Hypertension has become a common ailment across age groups. Here are some tips to prevent and manage it.
Hypertension is a ‘silent killer’ and affects every third person above the age of 18. Commonly known as High Blood Pressure (HBP) or Hypertension, many of us at this moment are living with it knowingly or unknowingly, unaware of the long-term consequences.
Hypertension raises the force and pressure of the blood that flows from our heart. An above normal blood pressure affects the heart and connecting arteries negatively, and increases the risk of heart disease like stroke, clogged arteries, heart failure and kidney failure. The heart’s pumping power becomes reduced, as it is works harder to pump blood into the body.
While high BP is generally hereditary, this is not the only cause. Several factors like consumption of junk food, sedentary lifestyle, high intake of salt and alcohol, chronic stress and high cholesterol levels also cause high BP.
Although high BP does not have a cure, it can be managed or prevented by lifestyle changes and medication. A few small changes can help reduce blood pressure
To begin with, limit salt intake. The WHO recommends no more than five grams of salt — the equivalent of one teaspoon — a day. Processed and packaged foods, fast food, and canned food are high in salt; so avoid them.
Potassium also helps prevent and manage hypertension. The recommended daily intake for adults is 3,510 mg. Potassium-rich foods include beans and peas (approximately 1,300 mg of potassium per 100 gm), nuts (approximately 600 mg/100 gm), vegetables such as spinach, cabbage and parsley (approximately 550 mg/100 gm), fruits such as banana, papaya, dates (approximately 300 mg/100 gm), citrus fruits (oranges, lemon) and coconut water.
Eat at least five servings of fruits and vegetables for fibre and avoid salty food like sauces, pickles and chips. Fruits and vegetables are low in sodium and high in potassium. Reduce fatty and fried food— especially saturated fats/transfats and replace them with polyunsaturated and monounsaturated fats.
Keep weight under control. Blood pressure tends to increase as weight does. Every five kg of excess weight lost can reduce systolic blood pressure by two to 10 points. Fortunately, BP tends to drop as weight does. For optimum health, an adult should maintain a Body Mass Index (BMI) between 18.5 to 24.9 Kg/m2.
Start exercising. Stressful situations can cause temporary BP spikes. Being physically active is one of the most important things to prevent or control high blood pressure. Getting enough sleep, deep breathing, meditation, yoga, and exercising for at least 30 minutes daily can help reduce stress. Examples of moderate activities are brisk walking, cycling, gardening and housework.
Control alcohol consumption.
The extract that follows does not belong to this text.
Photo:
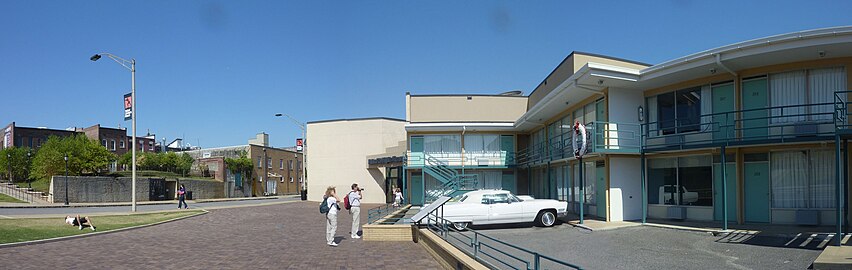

Not only does too much alcohol raise blood pressure, repeated excess drinking can lead to long-term BP increases.
And last but not the least, stop tobacco consumption. Smoking and chewing tobacco chewing are important causes of high blood pressure because of its nicotine content. Tobacco consumers should quit tobacco in any form.
What to watch for
Some of the symptoms are heaviness of head, giddiness, headache and neck pain.
These signs can help identify if rising BP is affecting the heart: frequent breathlessness, bloating in feet, ankles; fatigue, nausea and irregular pulse.